Former British Prime Minister Tony Blair, a leading advocate of NATO’s bombing 
of Serbia in 1999, will be an advisor to Serbia’s Prime Minister Aleksandar 
Vucic, who was Milosevic’s information minister at that time. Five years later 
Vucic edited Seselj’s book which referred to Blair as “that English faggot 
fart.” In his latest RT International interview Srdja Trifkovic examines this 
strange development.

 

RT: The chief proponent of NATO’s bombing of Yugoslavia could now advise a 
Prime Minister who was himself an outspoken critic of Tony Blair. What’s going 
on there?

 

ST: The Belgrade government is almost desperate to continue what is 
euphemistically called the “European path”: They want to join the EU, even 
though the benefits of doing so are rather moot. And there are some major 
obstacles, including the determination of Germany to demand Serbia’s 
recognition of Kosovo’s illegal independence as a precondition. What is bizarre 
is that Tony Blair has never expressed any regrets about his support for the 
bombing of Serbia in 1999, even though his justification for joining the 
U.S.-led bombing campaign was as false as his reasons for joining Bush in the 
war against Iraq.

 

In fact, his government and he personally claimed that it was the objective of 
Serbia to create an apartheid society and to ethnically cleanse Kosovo of the 
Albanians, which was simply not true.

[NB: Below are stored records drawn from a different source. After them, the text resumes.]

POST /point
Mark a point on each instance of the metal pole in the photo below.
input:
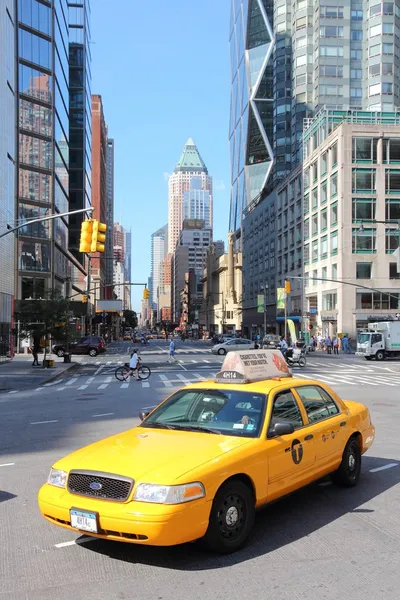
(41, 219)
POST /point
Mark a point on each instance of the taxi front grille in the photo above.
(104, 486)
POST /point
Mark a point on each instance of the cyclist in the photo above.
(134, 364)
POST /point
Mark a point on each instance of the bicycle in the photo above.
(122, 373)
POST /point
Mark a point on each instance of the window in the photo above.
(317, 403)
(334, 186)
(356, 34)
(393, 274)
(391, 151)
(364, 180)
(285, 410)
(329, 301)
(334, 243)
(392, 240)
(363, 209)
(314, 229)
(392, 178)
(392, 210)
(334, 214)
(365, 150)
(374, 70)
(363, 241)
(324, 219)
(363, 270)
(324, 246)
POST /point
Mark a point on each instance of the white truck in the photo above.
(381, 340)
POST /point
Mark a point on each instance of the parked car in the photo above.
(232, 344)
(270, 341)
(90, 344)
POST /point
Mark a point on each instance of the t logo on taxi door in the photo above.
(297, 452)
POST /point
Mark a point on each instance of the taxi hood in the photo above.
(152, 455)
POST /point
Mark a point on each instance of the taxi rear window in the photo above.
(227, 412)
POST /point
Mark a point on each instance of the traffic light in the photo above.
(98, 237)
(86, 236)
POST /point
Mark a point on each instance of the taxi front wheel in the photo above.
(231, 518)
(349, 471)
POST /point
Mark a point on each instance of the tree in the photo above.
(44, 318)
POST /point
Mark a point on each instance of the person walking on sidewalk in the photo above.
(171, 351)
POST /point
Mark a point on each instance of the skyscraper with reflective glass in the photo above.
(45, 260)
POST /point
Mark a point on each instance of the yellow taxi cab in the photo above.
(202, 462)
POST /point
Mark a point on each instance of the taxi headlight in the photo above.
(169, 494)
(57, 478)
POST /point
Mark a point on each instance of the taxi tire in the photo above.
(345, 476)
(238, 495)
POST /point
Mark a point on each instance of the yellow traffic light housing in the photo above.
(86, 236)
(98, 236)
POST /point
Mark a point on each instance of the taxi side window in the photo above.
(286, 410)
(317, 403)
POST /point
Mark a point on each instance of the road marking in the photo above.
(165, 380)
(389, 466)
(103, 415)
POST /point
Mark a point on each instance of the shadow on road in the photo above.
(279, 524)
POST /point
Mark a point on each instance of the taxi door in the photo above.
(290, 457)
(326, 423)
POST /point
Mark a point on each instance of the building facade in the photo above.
(189, 166)
(159, 247)
(8, 162)
(351, 226)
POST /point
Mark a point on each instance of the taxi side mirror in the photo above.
(280, 429)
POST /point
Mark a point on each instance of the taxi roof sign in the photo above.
(249, 366)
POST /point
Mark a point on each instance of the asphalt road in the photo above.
(321, 543)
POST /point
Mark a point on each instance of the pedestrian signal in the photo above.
(86, 236)
(98, 236)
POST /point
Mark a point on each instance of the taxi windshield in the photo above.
(226, 412)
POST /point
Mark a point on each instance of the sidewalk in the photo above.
(18, 374)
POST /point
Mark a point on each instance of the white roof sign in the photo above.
(249, 366)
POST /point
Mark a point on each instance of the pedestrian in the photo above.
(171, 351)
(328, 344)
(35, 351)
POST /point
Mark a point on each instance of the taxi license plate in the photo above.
(83, 520)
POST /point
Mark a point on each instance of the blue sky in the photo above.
(162, 69)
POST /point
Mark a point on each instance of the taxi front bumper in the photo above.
(132, 522)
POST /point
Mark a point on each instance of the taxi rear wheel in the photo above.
(349, 471)
(231, 518)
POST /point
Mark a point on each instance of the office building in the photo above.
(109, 217)
(44, 259)
(8, 161)
(159, 246)
(197, 202)
(351, 226)
(189, 166)
(99, 190)
(340, 58)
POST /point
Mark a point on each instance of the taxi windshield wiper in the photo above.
(198, 428)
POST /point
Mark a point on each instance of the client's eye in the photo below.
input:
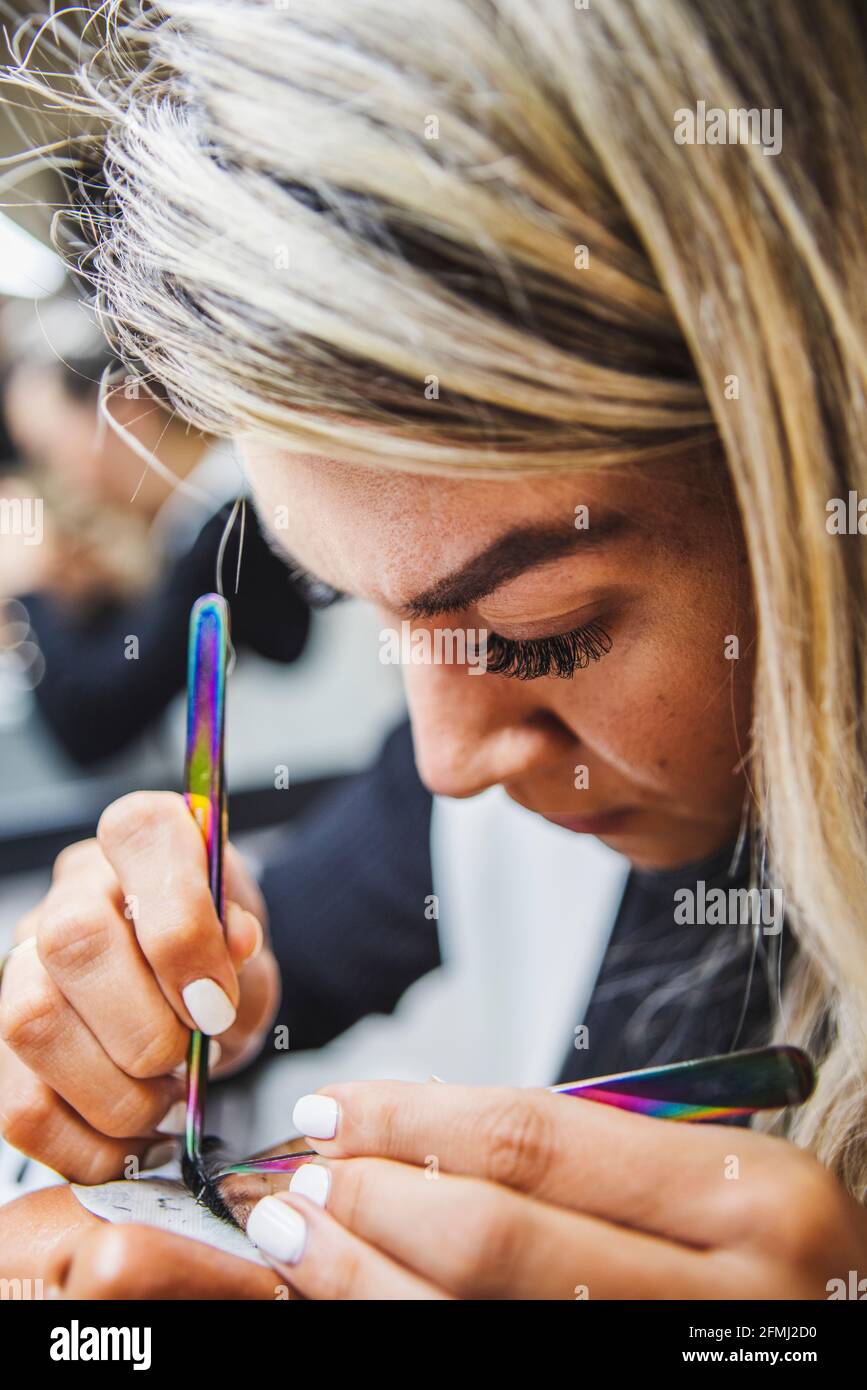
(562, 655)
(314, 592)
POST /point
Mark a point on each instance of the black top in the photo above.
(346, 897)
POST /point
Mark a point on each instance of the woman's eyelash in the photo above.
(563, 655)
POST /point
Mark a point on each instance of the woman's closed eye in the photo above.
(527, 659)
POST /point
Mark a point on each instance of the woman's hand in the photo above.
(110, 972)
(457, 1191)
(64, 1251)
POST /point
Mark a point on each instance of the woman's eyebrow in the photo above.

But what is even more bizarre… I mean, 
one might imagine that Serbian Prime Minister Vucic would want a former foe on 
board because he wants to influence the powers-that-be in Western Europe. But 
what is particularly bizarre is that they seem to be blissfully unaware of Tony 
Blair’s low standing in his own country, where he has been under fire primarily 
for his role in the Iraq war. Let us not forget that his government published 
two false report – o ne in September of 2002, which claimed that Saddam Hussein 
had plans for the use of chemical and biological weapons deployable within 45 
minutes of an order to use them, which was complete rubbish. And then later on, 
in February 2003, his team published a second dossier called “Iraq: Its 
Infrastructure Of Concealment,” which was also as true as Colin Powell’s 
presentation…

 

RT: Mr. Trifkovic, you’ve spoken ofd the lack of remorse Tony Blair has shown 
over the bombing of Yugoslavia, and obviously this Iraq history is well 
documented as well What is the reaction likely to be inside Serbia to this news?

 

ST: I think it will do nothing for Prime Minister Vucic’s credibility and 
popularity, especially since the role of the United Arab Emirates in the whole 
affair is not transparent. We don’t really know who is paying for this – and 
obviously whoever is paying is expecting something in return. This is all very 
hush-hush. And in addition to Tony Blair’s very low reputation in Serbia I 
think that the government is effectively shooting itself in the foot, because 
this is going to be a liability at home, and abroad it will achieve absolutely 
nothing, because as I said Tony Blair’s credibility in either London or 
Brussels is close to zero.

 

RT: Let’s talk now about the funding, allegedly from the United Arab Emirates. 
Where do they fit in, in all of this?

 

ST: Prime Minister Aleksandar Vucic has close contacts with some prominent 
personalities there, and they were instrumental in putting together a project 
called Belgrade Waterfront, which is supposed to be a multi-billion dollar 
investment into a complete transformation of Belgrade into a sort of Abu Dhabi 
on the Danube. Personally I don’t think anything much will come out of this. 
But with all sorts of failures on the economic front in recent months, not 
least the recent failure to sell the major steelworks to a U.S.-based company, 
Vucic needs some kind of PR coup. He will probably present this through the 
media – and the media in Serbia are closely controlled by the government, even 
though they are nominally free – that this is yet another major public 
relations success for Serbia, and that Tony Blair will do wonders for Serbia’s 
“European Path.” All of that is just a smokescreen for the fact that this 
government is actually in deep trouble. Their economic indicators are abysmal. 
I think that a beleaguered government meeting a former politician whose 
credibility is very low is a pretty nice fit, in fact.